Discovery Thresholds: Applied a popularity cutoff (<50) to designate tracks as “under-the-radar.” This rule introduced fresh discoveries—3 of which made the final 12—and prevented the list from skewing too mainstream.**

Order Optimization: Algorithmically sorted candidates by energy progression and tempo compatibility, then manually fine-tuned the sequence to optimize listener engagement. This hybrid approach balances quantitative precision with human judgment.

Visual Validation: Charted the energy trajectory across the final playlist. The plot’s peaks and valleys visually confirm:

A strong opening to hook listeners

Mid-playlist troughs that spotlight lesser-known gems

A climactic rise for an invigorating finish

Reader-Friendly Interpretation: The annotated bar chart not only displays energy values but also highlights which tracks meet each design principle (e.g., discovery vs. familiarity), making the analysis accessible at a glance.
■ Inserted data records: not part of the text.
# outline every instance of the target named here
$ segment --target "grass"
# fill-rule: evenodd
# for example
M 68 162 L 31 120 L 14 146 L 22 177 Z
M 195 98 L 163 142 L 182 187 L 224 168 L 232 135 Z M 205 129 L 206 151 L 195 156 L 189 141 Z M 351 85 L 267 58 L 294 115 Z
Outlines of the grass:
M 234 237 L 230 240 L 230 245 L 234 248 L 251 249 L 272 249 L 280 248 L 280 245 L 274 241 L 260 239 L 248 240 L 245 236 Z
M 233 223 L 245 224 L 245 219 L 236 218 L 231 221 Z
Together, these statistical methods and visual checks demonstrate why this playlist earns the title “Ultimate” by delivering both reliability (through data) and delight (through curated surprises).


🏁 Conclusion

“The Ultimate Workout Journey” playlist blends data an alysis with creative curation to craft an engaging listening experience. By applying heuristics like playlist co-occurrence, key and tempo matching, and mood clustering, the playlist balances popular hits with hidden gems to ensure both familiarity and discovery. The energy flow was carefully structured to maintain listener engagement, with dynamic peaks and valleys that keep the experience fresh. Visualizing the energy trajectory confirmed the thoughtful progression of the playlist. This project showcases how data-driven decisions can enhance creative efforts, resulting in a playlist that captivates and motivates listeners, while offering room for future personalization and refinement.